GOWL Example

[26]:
import numpy as np
from src.models.gowl import GOWLModel

from src.data.make_synthetic_data import generate_theta_star_gowl, standardize
from src.visualization.visualize import plot_multiple_theta_matrices_2d
from sklearn.covariance import GraphicalLasso

%load_ext autoreload
%autoreload 2
The autoreload extension is already loaded. To reload it, use:
  %reload_ext autoreload

We define the Graphical Order Weighted \(\ell_1\) (GOWL) estimator to be the solution to the following constrained optimization problem:

\[\min_{\Theta \succ 0} - \log \text{det } \Theta + \text{tr}(S \Theta) + \Omega_{\text{OWL}} (\Theta)\]

where

\[\Omega_{\text{OWL}} (\Theta) = \lambda^T |\text{vechs}(\Theta)|_{\downarrow} = \sum_{i=1}^K \lambda_i |\text{vechs}(\Theta)|_{[i]}\]

Here \(\Theta \in \mathbb{R}^{p \times p}\), \(\text{vechs}(\Theta)_{[i]}\) is the \(i^{th}\) largest off-diagonal component in magnitude of \(\Theta\), \(K = (p^2 - p)/2\), and \(\lambda_1 \ge \lambda_2 \ge \cdots \ge \lambda_p \ge 0\).
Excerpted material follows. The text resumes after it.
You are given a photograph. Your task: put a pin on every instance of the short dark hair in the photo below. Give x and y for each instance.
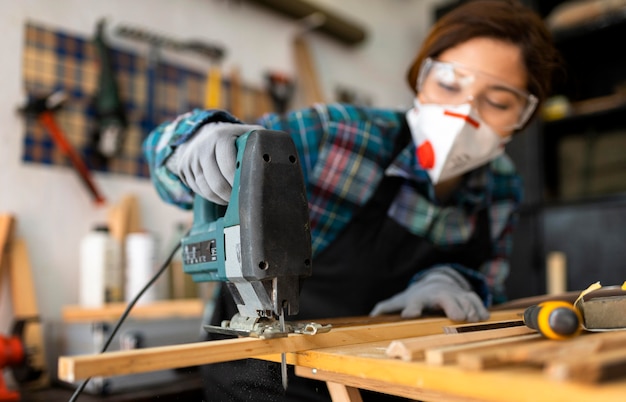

The goal of this estimator is to identify correlated groups within the precision matrix estimator \(\hat{\Theta}\).

Synthetic Data Example

We design our first example for a very low \(p\) and specify one group of size two. As is custom in the literature we also standardize our design matrix \(X\).

[27]:
p = 10
n = 100
n_blocks = 1
theta_star_eps, blocks, theta_star = generate_theta_star_gowl(p=p,
                                                              alpha=0.5,
                                                              noise=0.1,
                                                              n_blocks=n_blocks,
                                                              block_min_size=2,
                                                              block_max_size=6)
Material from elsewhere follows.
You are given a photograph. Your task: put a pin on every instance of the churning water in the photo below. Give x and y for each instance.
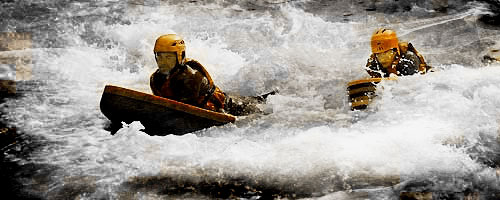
(435, 133)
Hyperparameters should be chosen by cross-validation, but for this example we will choose \(\lambda_1 = 0.001\) and \(\lambda_2 = 0.01\). Now that we have generated \(\theta^*\) and \(\theta^* + \varepsilon\) we can generate a dataset by drawing i.i.d. from \(N(0, (\theta^* + \varepsilon)^{-1}\) distribution.

[28]:
theta_star_eps = theta_star_eps[0]  # by default we generate 1 trial, but for simulations we generate many trials
sigma = np.linalg.inv(theta_star_eps)
n = 100
X = np.random.multivariate_normal(np.zeros(p), sigma, n)
X = standardize(X)  # Standardize data to have mean zero and unit variance.
S = np.cov(X.T)

lam1 = 0.001  # controls sparsity
lam2 = 0.01  # encourages equality of coefficients

Now that we have generated the dataset, we can apply the GOWL model using G-ISTA with backtracking line search enabled and duality gap stopping criteria.

[29]:
model = GOWLModel(X, S, lam1, lam2, 'backtracking', max_iters=100000)
model.fit()
theta_gowl = model.theta_hat
iterations: 17
Duality Gap: -0.05034415853389618 < 1e-05. Exiting.
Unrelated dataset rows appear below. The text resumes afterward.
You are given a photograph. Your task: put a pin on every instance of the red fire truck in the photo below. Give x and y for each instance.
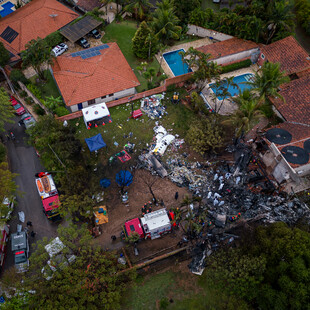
(49, 195)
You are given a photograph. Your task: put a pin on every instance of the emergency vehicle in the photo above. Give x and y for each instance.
(152, 225)
(49, 195)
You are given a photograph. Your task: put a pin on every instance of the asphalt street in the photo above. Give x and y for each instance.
(24, 161)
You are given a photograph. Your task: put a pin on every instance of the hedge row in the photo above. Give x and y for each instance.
(302, 8)
(237, 65)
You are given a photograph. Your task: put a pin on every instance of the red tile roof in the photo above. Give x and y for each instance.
(288, 52)
(296, 107)
(34, 20)
(89, 5)
(227, 47)
(80, 80)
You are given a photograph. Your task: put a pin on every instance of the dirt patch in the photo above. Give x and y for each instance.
(139, 194)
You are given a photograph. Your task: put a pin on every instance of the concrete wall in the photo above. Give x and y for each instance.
(235, 57)
(203, 32)
(116, 96)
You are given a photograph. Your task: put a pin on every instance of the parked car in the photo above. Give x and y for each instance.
(95, 33)
(7, 208)
(27, 120)
(84, 43)
(19, 109)
(60, 49)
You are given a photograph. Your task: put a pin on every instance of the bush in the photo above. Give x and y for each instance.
(39, 110)
(23, 94)
(17, 75)
(61, 111)
(237, 65)
(2, 152)
(29, 100)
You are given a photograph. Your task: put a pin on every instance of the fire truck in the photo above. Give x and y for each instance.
(49, 195)
(152, 225)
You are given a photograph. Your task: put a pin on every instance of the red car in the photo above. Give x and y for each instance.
(19, 109)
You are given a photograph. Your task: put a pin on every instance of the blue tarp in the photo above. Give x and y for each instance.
(95, 143)
(124, 178)
(105, 183)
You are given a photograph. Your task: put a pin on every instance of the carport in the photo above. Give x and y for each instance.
(80, 29)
Let’s compare the GOWL theta estimate to the Graphical LASSO model.

[30]:
gl = GraphicalLasso()
gl.fit(S)
theta_glasso = gl.get_precision()
[31]:
plot_multiple_theta_matrices_2d([
    theta_star, theta_star_eps, theta_glasso, theta_gowl
], [
    f"1 Block of Size 2", 'True Theta + $\epsilon$', 'GLASSO', 'GOWL'
])
_images/GOWL_11_0.png